Image external_app_kraken2_fastqexp
Figure 15.38: Clicking on the "Edit parameters" button for the "Sequences to analyze" parameter opens up a configuration window for the FASTQ exporter. The default settings are shown here, with the "Export paired sequence lists in two files" option enabled.

Image external_app_kraken2_paired_params
Figure 15.39: The external application command and top level configuration to support running Kraken2 with paired sequences as input and for handling the paired sequences Kraken2 generates as output.

Linking to a High-throughput importer

To handle the import of paired reads, a high-throughput sequence (NGS) importer is needed. Such importers require more configuration than the standard importers, i.e. those that can be directly selected in the "General configuration" area.

The steps to configure the import the 2 FASTQ files containing the classified sequences output by Kraken2 are described below. The same steps then need to be done to configure the import of the unclassified sequences.

  1. Use the default setting: "No standard import or map to high-throughput sequencing importer" for the Forward classified seqs and Reverse classified seqs parameters.

  2. Click on the High-throughput sequencing import / Post-processing tab (below the general configuration area) to open it.

  3. Click on Add new and select an importer. Here, we select the Illumina importer (figure 15.40).

    Image external_app_kraken2_illuminaselect
    Figure 15.40: A new import/post processing element has been created, and the Illumina high-throughput sequencing importer has been selected.

  4. Click on Edit and map parameters....

  5. Configure the importer.

    Inputs All parameters in the Command line that are configured as type "Output file from CL" are available for selection as inputs to the importer. Select the 2 for the classified sequences output: Forward classified seqs and Reverse classified seqs (figure 15.41).

    Other importer settings Keep the default settings for all the other parameters.

  6. Click on the OK button to finish and save the importer configuration.

    Image external_app_kraken2_impaired
    Figure 15.41: The Illumina High-Throughput Sequencing Import configuration. Here, the parameters corresponding to the 2 FASTQ files containing classified sequences have been selected. values.

The Forward classified seqs and Reverse classified seqs parameters in the "General configuration" area will be updated with the link to the Illumina importer (figure 15.42). If you don't see this immediately, save the external application configuration and re-open it.

Image external_app_kraken2_link_to_importer
Figure 15.42: The information in the "General configuration" area is updated to reflect the link between output parameters and the Illumina importer.

Updates to the included script

The included script must be updated: Kraken2 command needs to be adjusted and changes made to the external application configuration need to be handled.

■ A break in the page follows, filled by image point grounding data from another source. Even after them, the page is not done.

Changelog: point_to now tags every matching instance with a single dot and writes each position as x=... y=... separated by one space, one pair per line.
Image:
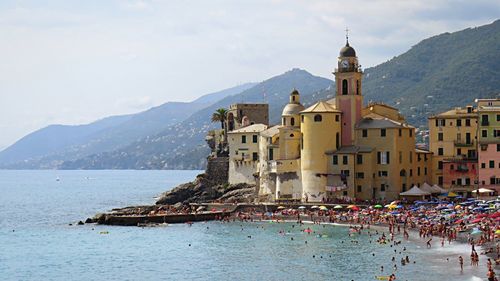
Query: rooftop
x=255 y=128
x=321 y=106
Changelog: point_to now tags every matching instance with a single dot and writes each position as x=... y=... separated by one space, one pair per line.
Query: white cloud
x=112 y=57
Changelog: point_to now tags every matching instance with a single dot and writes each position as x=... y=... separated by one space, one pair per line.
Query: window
x=344 y=87
x=383 y=157
x=382 y=173
x=345 y=172
x=359 y=159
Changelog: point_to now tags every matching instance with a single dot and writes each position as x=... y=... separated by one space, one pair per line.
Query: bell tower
x=349 y=98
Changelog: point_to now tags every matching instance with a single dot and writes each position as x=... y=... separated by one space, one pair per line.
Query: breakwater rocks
x=203 y=190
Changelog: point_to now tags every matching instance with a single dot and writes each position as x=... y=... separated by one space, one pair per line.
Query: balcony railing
x=461 y=143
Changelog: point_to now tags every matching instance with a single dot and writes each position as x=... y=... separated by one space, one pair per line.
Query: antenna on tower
x=347 y=36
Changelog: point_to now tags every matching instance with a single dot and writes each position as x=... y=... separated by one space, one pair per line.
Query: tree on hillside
x=220 y=115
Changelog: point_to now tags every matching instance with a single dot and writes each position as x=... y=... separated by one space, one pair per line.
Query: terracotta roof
x=379 y=123
x=352 y=149
x=274 y=130
x=255 y=128
x=321 y=106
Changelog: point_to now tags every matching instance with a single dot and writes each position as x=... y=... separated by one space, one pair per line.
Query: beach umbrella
x=475 y=231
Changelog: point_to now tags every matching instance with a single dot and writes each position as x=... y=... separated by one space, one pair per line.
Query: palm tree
x=220 y=115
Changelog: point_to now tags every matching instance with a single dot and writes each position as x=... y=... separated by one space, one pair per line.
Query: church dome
x=292 y=109
x=347 y=51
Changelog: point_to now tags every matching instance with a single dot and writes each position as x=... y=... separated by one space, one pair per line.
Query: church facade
x=334 y=148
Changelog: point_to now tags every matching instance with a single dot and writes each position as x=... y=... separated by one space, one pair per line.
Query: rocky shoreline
x=174 y=205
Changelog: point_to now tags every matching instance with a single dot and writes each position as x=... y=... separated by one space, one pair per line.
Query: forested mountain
x=444 y=71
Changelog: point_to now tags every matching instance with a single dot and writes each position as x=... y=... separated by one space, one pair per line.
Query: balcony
x=461 y=143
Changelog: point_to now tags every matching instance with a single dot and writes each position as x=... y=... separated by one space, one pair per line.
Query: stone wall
x=217 y=169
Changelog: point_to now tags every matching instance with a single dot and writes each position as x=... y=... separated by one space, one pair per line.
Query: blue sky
x=72 y=62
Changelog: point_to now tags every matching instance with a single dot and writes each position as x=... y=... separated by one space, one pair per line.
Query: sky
x=73 y=62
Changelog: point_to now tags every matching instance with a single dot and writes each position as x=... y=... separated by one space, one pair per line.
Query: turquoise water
x=36 y=242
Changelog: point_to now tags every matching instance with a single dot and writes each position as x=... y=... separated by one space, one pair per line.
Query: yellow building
x=335 y=148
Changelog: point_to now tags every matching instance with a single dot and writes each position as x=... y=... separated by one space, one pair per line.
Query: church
x=338 y=148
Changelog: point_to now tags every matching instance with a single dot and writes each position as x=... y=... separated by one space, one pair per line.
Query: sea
x=39 y=239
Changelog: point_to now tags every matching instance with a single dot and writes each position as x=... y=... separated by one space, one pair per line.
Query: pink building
x=461 y=175
x=489 y=161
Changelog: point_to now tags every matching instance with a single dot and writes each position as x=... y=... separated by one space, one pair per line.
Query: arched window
x=344 y=87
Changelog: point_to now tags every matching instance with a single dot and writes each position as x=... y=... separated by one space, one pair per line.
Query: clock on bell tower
x=349 y=97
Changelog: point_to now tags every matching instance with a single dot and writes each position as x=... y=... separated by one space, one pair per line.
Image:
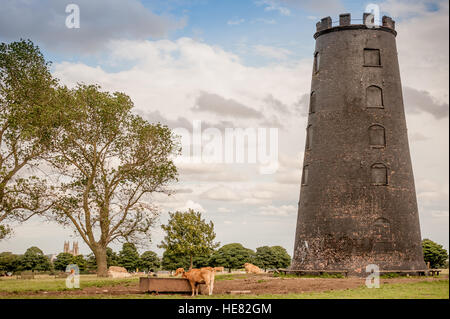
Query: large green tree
x=112 y=259
x=172 y=261
x=109 y=161
x=129 y=257
x=272 y=257
x=149 y=260
x=34 y=259
x=62 y=260
x=232 y=256
x=9 y=262
x=434 y=253
x=27 y=126
x=188 y=234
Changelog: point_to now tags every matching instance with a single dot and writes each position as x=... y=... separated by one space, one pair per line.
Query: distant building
x=74 y=251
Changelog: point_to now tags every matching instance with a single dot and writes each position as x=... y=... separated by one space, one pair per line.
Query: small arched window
x=316 y=62
x=312 y=102
x=309 y=134
x=379 y=174
x=377 y=136
x=372 y=57
x=305 y=175
x=374 y=96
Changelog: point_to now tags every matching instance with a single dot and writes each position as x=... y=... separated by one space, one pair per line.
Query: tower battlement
x=325 y=25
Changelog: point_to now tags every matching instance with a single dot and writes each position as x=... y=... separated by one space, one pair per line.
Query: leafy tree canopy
x=232 y=256
x=34 y=259
x=62 y=260
x=434 y=253
x=272 y=257
x=189 y=235
x=27 y=125
x=129 y=257
x=149 y=261
x=109 y=161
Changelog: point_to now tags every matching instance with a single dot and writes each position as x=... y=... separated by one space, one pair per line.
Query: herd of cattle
x=195 y=276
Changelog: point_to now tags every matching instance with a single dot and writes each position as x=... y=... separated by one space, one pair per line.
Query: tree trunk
x=102 y=265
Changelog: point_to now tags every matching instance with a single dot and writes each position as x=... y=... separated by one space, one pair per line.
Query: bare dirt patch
x=257 y=284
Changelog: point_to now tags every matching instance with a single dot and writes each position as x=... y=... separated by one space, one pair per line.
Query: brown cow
x=196 y=277
x=250 y=268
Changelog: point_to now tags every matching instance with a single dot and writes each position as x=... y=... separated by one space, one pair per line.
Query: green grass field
x=48 y=283
x=16 y=289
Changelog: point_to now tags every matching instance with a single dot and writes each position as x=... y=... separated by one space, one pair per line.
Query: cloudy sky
x=243 y=63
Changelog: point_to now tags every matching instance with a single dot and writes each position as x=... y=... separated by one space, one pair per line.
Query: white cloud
x=273 y=5
x=235 y=21
x=284 y=210
x=221 y=193
x=100 y=22
x=271 y=52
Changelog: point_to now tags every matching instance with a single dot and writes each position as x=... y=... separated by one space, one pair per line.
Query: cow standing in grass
x=196 y=277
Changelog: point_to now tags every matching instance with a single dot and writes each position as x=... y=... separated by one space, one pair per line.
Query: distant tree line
x=230 y=256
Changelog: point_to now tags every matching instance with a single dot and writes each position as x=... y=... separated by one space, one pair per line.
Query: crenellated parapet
x=325 y=25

Changes to the Kraken2 command:

The Kraken2 command line is described at
https://github.com/DerrickWood/kraken2/wiki/Manual.

The other changes in the script are to handle the increased number of files being output by Kraken2 (figure 15.43).

Image external_app_kraken2_paired_command
Figure 15.43: The kraken2-paired.sh script, with the Kraken2 command updated to indicated that the data to analyze is paired, and with variables added to handle paired sequence data being passed to the script and out of the script.